Тело-текст, о котором идет здесь речь, – не сумма двух субстанций, но и не третья субстанция, это, скорее, событие, которое мы пытаемся увидеть и проблематизировать. Реальность тела-текста такова, что не позволяет говорить о теле и тексте по отдельности, ставить их в причинно-следственные связи. Любопытно взглянуть не на то, что до, вне и после текста, за текстом или между строк (на замысел, смысл, концепцию и идею текста), а на сам текст, на тело-текст, на миг интенсивного соприкосновения текстуры текста и границы тела. Вот вопрос, который суммирует заявленные проблемы: «Что происходит, когда пишется/читается текст?» Для ответа на этот вопрос попробуем описать специфику различных текстовых практик как рельеф некой местности, что позволит исследовать техники чтения, как локальные и обладающие собственным ландшафтом, диктующим свои условия и определяющим способы существования в нем. Выбирая для рассмотрения культурное поле существования текста, сформировавшегося в русле европейской традиции, мы будем двигаться по выделенным точкам ландшафта – устоявшимся формам бытования техник чтения/письма.

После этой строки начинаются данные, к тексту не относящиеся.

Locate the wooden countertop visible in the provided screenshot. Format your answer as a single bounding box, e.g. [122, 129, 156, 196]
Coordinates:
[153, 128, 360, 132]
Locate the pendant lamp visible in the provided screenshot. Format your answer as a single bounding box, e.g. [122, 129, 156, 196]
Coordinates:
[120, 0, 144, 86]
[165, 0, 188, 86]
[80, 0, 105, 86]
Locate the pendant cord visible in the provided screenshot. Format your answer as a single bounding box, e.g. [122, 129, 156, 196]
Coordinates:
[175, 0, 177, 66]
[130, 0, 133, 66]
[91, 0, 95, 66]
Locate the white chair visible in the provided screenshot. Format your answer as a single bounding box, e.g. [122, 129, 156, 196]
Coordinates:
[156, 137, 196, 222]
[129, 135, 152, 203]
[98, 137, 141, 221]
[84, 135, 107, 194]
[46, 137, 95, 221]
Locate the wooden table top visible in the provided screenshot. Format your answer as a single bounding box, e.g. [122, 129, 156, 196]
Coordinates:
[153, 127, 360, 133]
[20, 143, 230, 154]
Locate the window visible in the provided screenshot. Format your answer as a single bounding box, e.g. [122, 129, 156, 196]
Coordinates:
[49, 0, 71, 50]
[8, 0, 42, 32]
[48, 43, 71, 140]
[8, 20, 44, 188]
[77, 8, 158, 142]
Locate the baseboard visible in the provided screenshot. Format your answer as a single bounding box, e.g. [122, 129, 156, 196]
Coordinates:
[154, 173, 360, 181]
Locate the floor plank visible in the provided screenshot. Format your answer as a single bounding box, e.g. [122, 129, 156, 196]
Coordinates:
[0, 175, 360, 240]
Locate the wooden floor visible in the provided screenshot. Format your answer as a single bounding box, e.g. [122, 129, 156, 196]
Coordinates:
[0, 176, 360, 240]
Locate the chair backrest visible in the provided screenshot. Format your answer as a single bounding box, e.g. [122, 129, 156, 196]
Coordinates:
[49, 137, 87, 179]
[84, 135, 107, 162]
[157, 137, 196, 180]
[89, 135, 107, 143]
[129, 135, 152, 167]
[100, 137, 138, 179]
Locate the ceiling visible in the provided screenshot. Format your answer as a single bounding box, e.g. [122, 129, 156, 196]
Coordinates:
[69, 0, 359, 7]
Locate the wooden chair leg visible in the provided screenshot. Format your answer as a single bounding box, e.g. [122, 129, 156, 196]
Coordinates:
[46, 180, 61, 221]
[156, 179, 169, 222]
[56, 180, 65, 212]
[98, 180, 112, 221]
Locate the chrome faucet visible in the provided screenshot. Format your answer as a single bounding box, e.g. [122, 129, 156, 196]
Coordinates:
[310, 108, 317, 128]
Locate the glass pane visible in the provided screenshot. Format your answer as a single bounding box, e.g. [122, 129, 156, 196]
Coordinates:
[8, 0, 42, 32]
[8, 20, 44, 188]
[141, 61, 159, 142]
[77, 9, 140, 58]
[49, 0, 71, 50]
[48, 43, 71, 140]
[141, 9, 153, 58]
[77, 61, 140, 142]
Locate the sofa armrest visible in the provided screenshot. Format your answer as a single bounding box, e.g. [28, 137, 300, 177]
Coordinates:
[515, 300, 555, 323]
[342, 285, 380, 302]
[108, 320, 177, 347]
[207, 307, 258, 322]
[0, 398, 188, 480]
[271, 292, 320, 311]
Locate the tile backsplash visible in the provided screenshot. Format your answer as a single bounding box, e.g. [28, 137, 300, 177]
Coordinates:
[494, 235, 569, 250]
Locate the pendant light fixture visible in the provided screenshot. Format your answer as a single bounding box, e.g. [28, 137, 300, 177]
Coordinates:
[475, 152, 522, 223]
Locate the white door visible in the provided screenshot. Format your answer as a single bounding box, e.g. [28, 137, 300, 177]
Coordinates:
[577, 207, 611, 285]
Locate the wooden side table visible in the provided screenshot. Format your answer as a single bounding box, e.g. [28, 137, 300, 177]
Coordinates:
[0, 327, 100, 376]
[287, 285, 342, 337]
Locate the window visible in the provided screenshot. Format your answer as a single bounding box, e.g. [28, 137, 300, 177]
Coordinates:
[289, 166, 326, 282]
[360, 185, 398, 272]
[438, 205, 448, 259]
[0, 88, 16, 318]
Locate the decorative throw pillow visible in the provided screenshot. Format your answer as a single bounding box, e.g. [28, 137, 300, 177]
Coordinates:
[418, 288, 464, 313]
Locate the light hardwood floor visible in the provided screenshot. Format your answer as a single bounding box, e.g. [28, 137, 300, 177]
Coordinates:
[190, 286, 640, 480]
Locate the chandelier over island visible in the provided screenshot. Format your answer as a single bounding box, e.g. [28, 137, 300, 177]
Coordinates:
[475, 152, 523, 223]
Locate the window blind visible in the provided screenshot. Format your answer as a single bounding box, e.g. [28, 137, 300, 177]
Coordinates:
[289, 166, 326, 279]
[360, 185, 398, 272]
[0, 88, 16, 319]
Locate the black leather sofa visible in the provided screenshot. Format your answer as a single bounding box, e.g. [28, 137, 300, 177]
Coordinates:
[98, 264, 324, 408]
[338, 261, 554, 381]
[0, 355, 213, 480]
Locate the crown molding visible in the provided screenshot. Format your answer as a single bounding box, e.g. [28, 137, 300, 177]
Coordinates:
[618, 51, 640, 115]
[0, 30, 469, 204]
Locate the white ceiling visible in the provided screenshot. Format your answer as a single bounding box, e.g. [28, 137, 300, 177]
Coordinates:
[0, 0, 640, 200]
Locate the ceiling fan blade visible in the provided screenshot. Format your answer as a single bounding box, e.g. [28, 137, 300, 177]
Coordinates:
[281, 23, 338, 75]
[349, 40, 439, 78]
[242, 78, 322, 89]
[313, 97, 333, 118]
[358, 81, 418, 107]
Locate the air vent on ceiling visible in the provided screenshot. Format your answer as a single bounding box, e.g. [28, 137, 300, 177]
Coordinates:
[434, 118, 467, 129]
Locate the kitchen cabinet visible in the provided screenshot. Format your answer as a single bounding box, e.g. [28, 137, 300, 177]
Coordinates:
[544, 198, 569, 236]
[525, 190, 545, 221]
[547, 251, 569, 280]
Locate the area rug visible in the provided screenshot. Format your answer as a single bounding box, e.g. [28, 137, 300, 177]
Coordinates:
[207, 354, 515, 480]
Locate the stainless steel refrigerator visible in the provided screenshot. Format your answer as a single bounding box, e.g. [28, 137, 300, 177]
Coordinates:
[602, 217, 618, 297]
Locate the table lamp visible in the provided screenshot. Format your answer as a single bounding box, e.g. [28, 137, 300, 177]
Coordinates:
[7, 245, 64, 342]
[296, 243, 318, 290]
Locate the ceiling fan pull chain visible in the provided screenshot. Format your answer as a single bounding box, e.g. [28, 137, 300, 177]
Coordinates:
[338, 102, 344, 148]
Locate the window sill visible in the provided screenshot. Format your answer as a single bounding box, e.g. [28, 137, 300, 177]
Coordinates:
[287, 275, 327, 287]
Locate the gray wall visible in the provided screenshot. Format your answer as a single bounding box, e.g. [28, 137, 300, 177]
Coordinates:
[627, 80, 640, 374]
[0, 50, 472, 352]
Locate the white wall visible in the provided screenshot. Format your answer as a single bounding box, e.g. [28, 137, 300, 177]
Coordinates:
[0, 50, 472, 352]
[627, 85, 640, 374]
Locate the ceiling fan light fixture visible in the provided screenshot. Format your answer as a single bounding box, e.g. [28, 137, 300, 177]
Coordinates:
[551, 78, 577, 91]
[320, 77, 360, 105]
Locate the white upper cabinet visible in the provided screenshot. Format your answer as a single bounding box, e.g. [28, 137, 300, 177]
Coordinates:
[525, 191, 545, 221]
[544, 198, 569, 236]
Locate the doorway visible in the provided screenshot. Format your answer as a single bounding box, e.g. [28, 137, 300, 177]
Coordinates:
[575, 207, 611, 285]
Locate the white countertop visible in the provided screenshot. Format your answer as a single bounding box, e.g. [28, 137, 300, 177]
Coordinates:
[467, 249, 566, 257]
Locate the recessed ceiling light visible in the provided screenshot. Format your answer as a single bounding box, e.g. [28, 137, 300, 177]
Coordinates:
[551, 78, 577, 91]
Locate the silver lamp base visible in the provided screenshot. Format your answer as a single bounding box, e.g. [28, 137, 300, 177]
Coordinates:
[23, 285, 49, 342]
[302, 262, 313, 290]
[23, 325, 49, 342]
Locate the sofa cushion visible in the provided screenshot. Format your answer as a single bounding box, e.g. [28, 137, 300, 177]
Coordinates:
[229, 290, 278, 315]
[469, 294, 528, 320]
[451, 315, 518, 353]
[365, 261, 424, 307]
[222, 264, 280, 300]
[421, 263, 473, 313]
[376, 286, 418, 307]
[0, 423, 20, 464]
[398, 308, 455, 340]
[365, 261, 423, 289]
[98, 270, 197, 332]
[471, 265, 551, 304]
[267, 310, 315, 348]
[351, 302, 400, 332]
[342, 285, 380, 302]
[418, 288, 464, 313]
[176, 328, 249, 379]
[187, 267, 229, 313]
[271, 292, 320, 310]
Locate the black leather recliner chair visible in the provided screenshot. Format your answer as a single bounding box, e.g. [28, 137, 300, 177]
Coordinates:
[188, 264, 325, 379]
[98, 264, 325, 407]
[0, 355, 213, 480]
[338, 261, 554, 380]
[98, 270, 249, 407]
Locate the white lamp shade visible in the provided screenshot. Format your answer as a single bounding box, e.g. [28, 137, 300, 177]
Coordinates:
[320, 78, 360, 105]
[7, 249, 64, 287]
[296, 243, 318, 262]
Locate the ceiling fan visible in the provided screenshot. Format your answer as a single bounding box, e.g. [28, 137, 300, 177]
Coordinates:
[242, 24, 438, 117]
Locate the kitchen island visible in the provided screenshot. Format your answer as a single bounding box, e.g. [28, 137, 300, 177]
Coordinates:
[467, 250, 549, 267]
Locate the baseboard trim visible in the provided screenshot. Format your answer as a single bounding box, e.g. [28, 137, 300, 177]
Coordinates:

Попробуем посмотреть, что происходит, когда пишется/читается текст на глиняной табличке, в свитке, кодексе, печатной книге, на цифровом носителе. Нас интересует вопрос: какое культурное тело создается в процессе техник текста?
* * *
Итак, что происходит, когда пишется/читается текст на глиняной табличке? Какое культурное тело имеет место быть? Какие возможности для тела-текста предоставляет глина как текстовой носитель?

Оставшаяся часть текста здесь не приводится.